For transparency, you can see the current preprocessing pipeline with ``extractor.transform``:
.. code-block:: python
>>> import slideflow as sf
>>> ctranspath = sf.build_feature_extractor(
... 'ctranspath',
... resize=256,
... interpolation='bicubic',
... center_crop=224
... )
>>> ctranspath.transform
Compose(
CenterCrop(size=(224, 224))
Resize(size=256, interpolation=bicubic, max_size=None, antialias=False)
Lambda()
Normalize(mean=(0.485, 0.456, 0.406), std=(0.229, 0.224, 0.225))
)
GigaPath
--------
GigaPath is a DINOv2-based model from Microsoft/Providence trained on 170k whole-slide images and is bundled with ``slideflow-noncommercial``. The GigaPath model includes additional dependencies which are not broadly compatible with all OS distributions, and are thus not installed by default. To install the GigaPath dependencies:
.. code-block:: bash
pip install slideflow-noncommercial[gigapath] git+ssh://git@github.com/prov-gigapath/prov-gigapath
GigaPath has two stages: a tile encoder and slide-level encoder. The tile encoder (``"gigapath.tile"``) works the same as all other feature extractors in Slideflow. You can build this encoder directly:
.. code-block:: python
# Build the tile encoder
gigapath_tile = sf.build_feature_extractor("gigapath.tile")
# Use the tile encoder
project.generate_feature_bags(gigapath_tile, ...)
or you can build the combined tile+slide model, and then use ``gigapath.tile``:
.. code-block:: python
# Build the tile encoder
gigapath = sf.build_feature_extractor("gigapath")
# Use the tile encoder
project.generate_feature_bags(gigapath.tile, ...)
As there are two stages to GigaPath, there are also separate model weights. As with other pretrained feature extractors, the weights will be auto-downloaded from Hugging Face upon first use if you are logged into Hugging Face and have been granted access to the repository. If you have manually downloaded the weights, these can be used with the following:
.. code-block:: python
# Example of how to supply tile + slide weights
# For the full GigaPath model
gigapath = sf.build_feature_extractor(
'gigapath',
tile_encoder_weights='../pytorch_model.bin',
slide_encoder_weights='../slide_encoder.pth'
)
# Or, just supply the tile weights
gigapath_tile = sf.build_feature_extractor(
'gigapath.tile',
weights='pytorch_model.bin'
)
Once feature bags have been generated and saved with the GigaPath tile encoder, you can then generate slide-level embeddings with ``gigapath.slide``:
.. code-block:: python
# Load GigaPath
gigapath = sf.build_feature_extractor('gigapath')

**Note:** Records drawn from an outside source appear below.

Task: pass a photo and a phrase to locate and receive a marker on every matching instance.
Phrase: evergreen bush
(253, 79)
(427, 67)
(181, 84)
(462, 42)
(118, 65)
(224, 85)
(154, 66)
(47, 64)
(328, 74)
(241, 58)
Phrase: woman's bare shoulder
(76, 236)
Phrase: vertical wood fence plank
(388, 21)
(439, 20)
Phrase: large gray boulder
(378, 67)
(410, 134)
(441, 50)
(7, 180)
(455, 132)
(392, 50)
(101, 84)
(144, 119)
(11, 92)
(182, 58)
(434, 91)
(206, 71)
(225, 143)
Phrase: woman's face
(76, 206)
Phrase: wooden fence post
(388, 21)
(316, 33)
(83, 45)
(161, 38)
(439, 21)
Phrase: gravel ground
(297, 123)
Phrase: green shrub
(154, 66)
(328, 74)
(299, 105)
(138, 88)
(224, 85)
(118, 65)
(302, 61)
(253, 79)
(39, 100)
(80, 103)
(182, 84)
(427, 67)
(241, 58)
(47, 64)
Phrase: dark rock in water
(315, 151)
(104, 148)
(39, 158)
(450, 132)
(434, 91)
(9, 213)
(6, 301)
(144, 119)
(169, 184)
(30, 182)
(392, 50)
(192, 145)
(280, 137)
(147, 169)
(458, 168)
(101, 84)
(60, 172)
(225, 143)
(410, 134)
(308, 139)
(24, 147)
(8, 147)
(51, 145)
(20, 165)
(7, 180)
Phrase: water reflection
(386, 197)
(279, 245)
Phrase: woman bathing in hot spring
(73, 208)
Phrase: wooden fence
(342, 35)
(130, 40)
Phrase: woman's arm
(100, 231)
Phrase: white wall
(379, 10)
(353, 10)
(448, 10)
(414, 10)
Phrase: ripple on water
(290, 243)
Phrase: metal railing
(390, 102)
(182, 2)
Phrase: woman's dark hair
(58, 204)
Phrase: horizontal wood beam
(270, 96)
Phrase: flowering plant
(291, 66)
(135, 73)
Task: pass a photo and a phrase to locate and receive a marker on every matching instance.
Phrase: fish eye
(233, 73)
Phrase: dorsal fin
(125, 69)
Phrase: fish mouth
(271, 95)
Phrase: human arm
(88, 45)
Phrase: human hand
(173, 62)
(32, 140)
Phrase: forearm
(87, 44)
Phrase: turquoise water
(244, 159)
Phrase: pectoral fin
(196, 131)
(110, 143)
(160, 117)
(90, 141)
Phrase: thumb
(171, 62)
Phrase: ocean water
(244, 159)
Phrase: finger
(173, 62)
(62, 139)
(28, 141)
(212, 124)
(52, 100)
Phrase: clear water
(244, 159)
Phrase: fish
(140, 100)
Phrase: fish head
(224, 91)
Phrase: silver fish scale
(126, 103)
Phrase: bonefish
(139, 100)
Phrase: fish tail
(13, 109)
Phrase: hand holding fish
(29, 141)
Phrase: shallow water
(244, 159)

# Generate tile-level features
project.generate_feature_bags(gigapath.tile, ..., outdir='/gigapath_bags')
# Generate slide-level embeddings
gigapath.slide.generate_and_save('/gigapath_bags', outdir='/gigapath_embeddings')
In addition to running the tile and slide encoder steps separately, you can also run the combined pipeline all at once on a whole-slide image, generating a final slide-level embedding.
.. code-block:: python
# Load GigaPath
gigapath = sf.build_feature_extractor('gigapath')
# Load slide
wsi = sf.WSI('slide.svs', tile_px=256, tile_um=128)
# Generate slide embedding
embedding = gigapath(wsi)
ImageNet Features
*****************
To calculate features from an ImageNet-pretrained network, first build an imagenet feature extractor with :func:`slideflow.build_feature_extractor`. The first argument should be the name of an architecture followed by ``_imagenet``, and the expected tile size should be passed to the keyword argument ``tile_px``. You can optionally specify the layer from which to generate features with the ``layers`` argument; if not provided, it will default to calculating features from post-convolutional layer activations. For example, to build a ResNet50 feature extractor for images at 299 x 299 pixels:
.. code-block:: python
resnet50 = sf.build_feature_extractor(
'resnet50_imagenet',
tile_px=299
)
This will calculate features using activations from the post-convolutional layer. You can also concatenate activations from multiple neural network layers and apply pooling for layers with 2D output shapes.
.. code-block:: python
resnet50 = sf.build_feature_extractor(
'resnet50_imagenet',
layers=['conv1_relu', 'conv3_block1_2_relu'],
pooling='avg',
tile_px=299
)
If a model architecture is available in both the Tensorflow and PyTorch backends, Slideflow will default to using the active backend. You can manually set the feature extractor backend using ``backend``.
.. code-block:: python
# Create a PyTorch feature extractor
extractor = sf.build_feature_extractor(
'resnet50_imagenet',
layers=['layer2.0.conv1', 'layer3.1.conv2'],
pooling='avg',
tile_px=299,
backend='torch'
)
You can view all available feature extractors with :func:`slideflow.model.list_extractors`.
Layer Activations
*****************
You can also calculate features from any model trained in Slideflow. The first argument to ``build_feature_extractor()`` should be the path of the trained model. You can optionally specify the layer at which to calculate activations using the ``layers`` keyword argument. If not specified, activations are calculated at the post-convolutional layer.
.. code-block:: python
# Calculate features from trained model.
features = build_feature_extractor(
'/path/to/model',
layers='sepconv3_bn'
)
Self-Supervised Learning
************************
Finally, you can also generate features from a trained :ref:`self-supervised learning <simclr_ssl>` model (either `SimCLR <https://github.com/jamesdolezal/simclr>`_ or `DinoV2 <https://github.com/jamesdolezal/dinov2>`_).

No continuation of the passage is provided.